In either case, I'm not saying it's wrong by any stretch.
It just feels 'weird' to use branches to represent codebases which will never interact or be merged into each other.
Sorry, typo, you’re quite right, I meant to say staging->prod is a merge. So your promotion history (including theoretically which staging releases don’t get promoted) can be observed from the ‘git log’. (I don’t think you want to push main->prod directly, as then your workflow doesn’t guarantee that you ran staging tests.)
When I played with this we had auto-push to dev, then click-button to merge to staging, then trigger some soak tests and optionally promote to prod if it looks good.

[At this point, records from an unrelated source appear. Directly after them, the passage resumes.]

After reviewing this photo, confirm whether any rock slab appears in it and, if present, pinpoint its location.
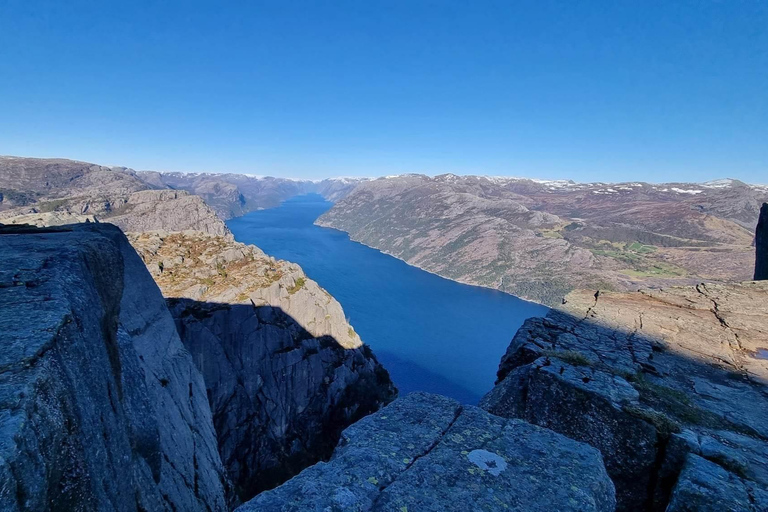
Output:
[755,203,768,281]
[237,393,615,512]
[0,224,226,512]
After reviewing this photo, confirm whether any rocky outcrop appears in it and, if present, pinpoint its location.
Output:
[131,233,396,499]
[0,224,226,512]
[137,171,364,220]
[755,203,768,281]
[0,157,229,235]
[237,393,615,512]
[481,282,768,510]
[316,174,768,305]
[101,190,229,236]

The dream is you can just click CI actions to promote (asserting tests passed).
In general though a release will have tens or hundreds of commits; you also want a way to say “show me all the commits included in this release” and “show me the full diff of all commits in this release for this file(s)”.
Yeah, I like some conceptual aspects of this but ultimately couldn’t get the tooling and workflow to fit together when I last tried this (probably 5 years ago at this point to be fair).
I might be misunderstanding what you mean by staging in this case. If so, my bad!
I don't think staging ever actually gets merged into prod via git history, but is rather maintained as separate commit trees.
The way that I visualised the steps in this flow was something like:
In that model, there isn't actually ever a merge conflict that can occur between staging and prod, because you're not dealing with merging at all.The way you then deal with a delta (like ver 1.0.1 in your earlier example) is to create a PR directly against the Prod branch, and then next time you do a full release, it just carries out the usual process, 'ignoring' what was there previously.
It's basically re-invented the terraform delta flow, but instead of the changes being shown via Terraform by comparing state and template, it's comparing template and template in git.
I genuinely feel like this is the bane of most tooling in this space. Getting stuff from 'I can run this job execution on my desktop', to 'this process can scale across multiple teams, integrated across many toolchains and deployment environments, with sane default' still feels like a mess today.
edit: HN Formatting
Glad I am not the only one feeling "weird" about the separate branches thing :D
Probably just a matter of taste, but I think having the files for different environments "side by side" makes it actually easier to compare them if needed, and you still have the full commit history for tracking changes to each environment.
This pattern is powerful since you can pick arbitrary tooling and easily make modifications with your own tooling. For instance substituting variables/placeholders or applying static analysis.
I read this article a while ago and it seems like the most sane way of dealing with this. Which tool you use to render the manifests doesn't even matter anymore.
Interesting, we have a system (different context, though it does use yaml) that allows nested configurations, and arrived at a similar solution, where nested configs (implicit/human interface) are compiled to fully qualified specifications (explicit/machine interface). It works quite well for managing e.g. batch configurations with plenty of customization.
I was unaware there was a name for this pattern, thank you.
This is actually a problem we want to focus on with Glasskube Cloud (https://glasskube.cloud/) where our glasskube[bot] will comment on your GitOps Pull request with an exact diff of resources that will get changed across all connected clusters. This diff will be performed by controller running inside your cluster.
Think of it as codecov analysis, but just for resource changes.
This sounds like terraform. Is this TF for k8s?
That's an interesting analogy, but I thinks it's a stretch.
IMO the pull request should be the diff.
https://akuity.io/blog/the-rendered-manifests-pattern/
The solution is to not use Kubernetes.